If you’ve done any analysis of cross-cutting concerns in codebases before, you won’t be in the least bit surprised to learn that before analysis with SARA, things were in a pretty bad state. WAS consists of 348 libraries:
- 105 of these did not have any policy at all
- 141 had an access-control policy that only accounted for permissions granted to code, and ignored the permissions granted to subjects
- The other 102 libraries accounted for both code and subject permissions, using policies defined by developers.
As a result of the analysis SARA detected 263 PLP violations where the same rights were granted to both code and subject, and 219 violations due to insufficient policies. The results were independently evaluated by dozens of developers who confirmed them to be correct. SARA generated PLP optimal policies for all libraries.
In the future we plan to enable SARA as an IDE tool. This requires real-time performance and incremental analysis capabilities, which we are currently developing.
How SARA Works
The first step of SARA is to model the behavior of the program P in the form of a call graph. The call-graph representation conveys the global control flow of the program. This is done by iteratively computing the structure of calls within P starting from the entry-point methods (i.e., those that are externally invocable). Since some (in reality, most) of the call sites are virtual, requiring resolution of the receiver to disambiguate the target method(s), call-graph construction is interleaved with pointer analysis. While other call-graph construction techniques exist, combining pointer analysis into call-graph construction boosts precision and makes points-to information available to downstream analyses, which we indeed utilize in SARA.
SARA also needs to determine the implies relationships between Permission objects, and these are typically buried in the code implementations of the the implies method. So SARA instantiates Permission objects in a sandbox where it can so that it can invoke implies on pairs of Permission objects to determine the hierarchy. Some string analysis is also done as a fallback if sandbox instantiation fails.
Having a model of the program’s calling structure and the relationships between the various Permission objects, SARA identifies, within the call graph, invocations of the access-rights-related APIs: namely checkPermission and doPrivileged. At a given call site invoking checkPermission, SARA retrieves a conservative approximation of the checked Permissions as the points-to set of the argument.
From here SARA can simulate the stack inspection mechanism by propagating the permission requirement up the stack.
To account for Subjects, SARA next traverses the call graph in order to identify doAs and doAsPrivileged calls, wherein the first parameter is of type Subject.

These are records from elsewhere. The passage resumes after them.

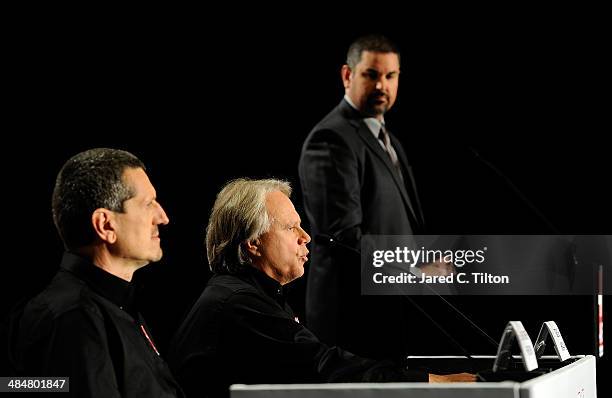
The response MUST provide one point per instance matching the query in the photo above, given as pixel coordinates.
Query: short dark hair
(374, 43)
(88, 181)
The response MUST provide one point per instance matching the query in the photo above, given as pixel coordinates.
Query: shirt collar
(115, 289)
(270, 286)
(373, 124)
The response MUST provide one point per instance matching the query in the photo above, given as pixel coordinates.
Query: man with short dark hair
(356, 181)
(85, 324)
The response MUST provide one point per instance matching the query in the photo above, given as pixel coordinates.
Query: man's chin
(376, 110)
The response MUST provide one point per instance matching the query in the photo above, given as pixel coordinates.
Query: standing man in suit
(356, 180)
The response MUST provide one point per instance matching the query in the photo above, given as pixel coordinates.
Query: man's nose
(381, 84)
(305, 238)
(162, 217)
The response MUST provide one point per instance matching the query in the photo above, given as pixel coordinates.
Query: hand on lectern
(452, 378)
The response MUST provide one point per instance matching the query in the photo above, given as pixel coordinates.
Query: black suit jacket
(350, 189)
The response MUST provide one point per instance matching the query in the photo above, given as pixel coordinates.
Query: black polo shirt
(85, 325)
(241, 330)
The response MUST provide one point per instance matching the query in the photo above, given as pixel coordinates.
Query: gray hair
(372, 43)
(239, 215)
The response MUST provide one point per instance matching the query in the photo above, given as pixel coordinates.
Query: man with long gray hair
(241, 329)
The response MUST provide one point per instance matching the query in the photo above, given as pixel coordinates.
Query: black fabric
(85, 325)
(351, 188)
(241, 330)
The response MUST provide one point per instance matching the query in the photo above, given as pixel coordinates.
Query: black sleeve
(330, 177)
(73, 345)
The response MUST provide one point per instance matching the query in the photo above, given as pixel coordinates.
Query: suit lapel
(366, 135)
(408, 177)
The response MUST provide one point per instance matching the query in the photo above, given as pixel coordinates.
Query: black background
(202, 105)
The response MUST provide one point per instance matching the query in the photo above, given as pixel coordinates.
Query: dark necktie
(383, 136)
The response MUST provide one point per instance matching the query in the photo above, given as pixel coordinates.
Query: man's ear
(253, 247)
(345, 73)
(103, 222)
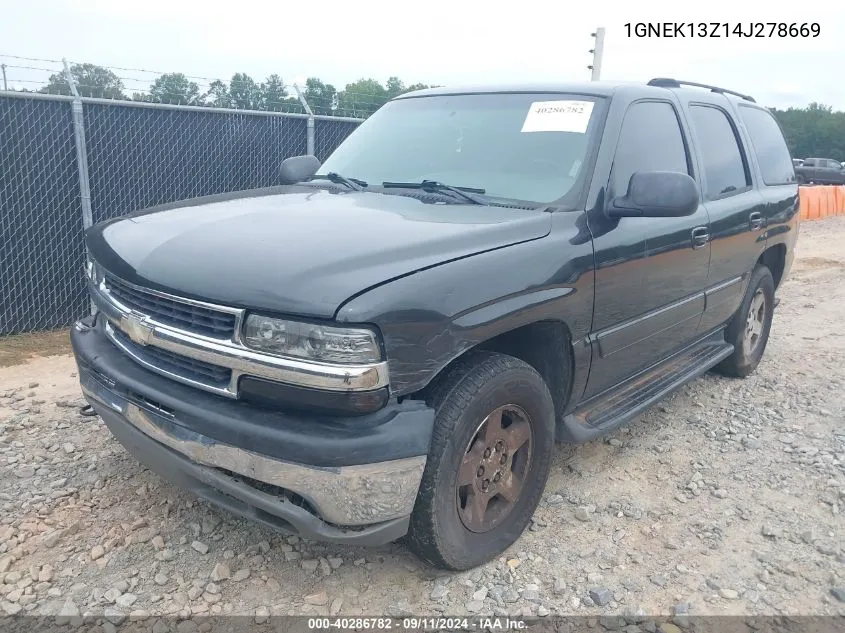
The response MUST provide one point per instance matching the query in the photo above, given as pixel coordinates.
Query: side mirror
(298, 168)
(657, 194)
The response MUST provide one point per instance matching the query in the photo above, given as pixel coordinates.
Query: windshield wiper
(439, 187)
(352, 183)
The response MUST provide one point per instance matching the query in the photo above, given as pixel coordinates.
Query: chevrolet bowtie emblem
(136, 328)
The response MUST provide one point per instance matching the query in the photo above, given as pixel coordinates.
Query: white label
(558, 116)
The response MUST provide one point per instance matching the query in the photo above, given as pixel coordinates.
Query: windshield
(520, 146)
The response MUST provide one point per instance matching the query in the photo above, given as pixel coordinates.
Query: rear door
(735, 207)
(650, 272)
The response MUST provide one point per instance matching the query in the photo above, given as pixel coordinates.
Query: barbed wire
(241, 91)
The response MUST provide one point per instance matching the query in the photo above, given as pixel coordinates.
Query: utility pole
(597, 52)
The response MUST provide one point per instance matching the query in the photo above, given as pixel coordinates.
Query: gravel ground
(724, 499)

Again thanks to points-to information, that parameter is resolved into one or more abstract Subject instances. SARA then consults the points-to graph per each of the instances.
Sections 4 and 5 contain more detail about the data flow analysis and some of the subtleties, for example, collapsing strongly connected componets in the permissions graph into single nodes for the analysis, and how nodes in the graph are made context-sensitive since where they are called from is significant. For 162 native methods such as Thread.start(), SARA is augmented with automatically constructruted control and data-flow equivalent synthetic models.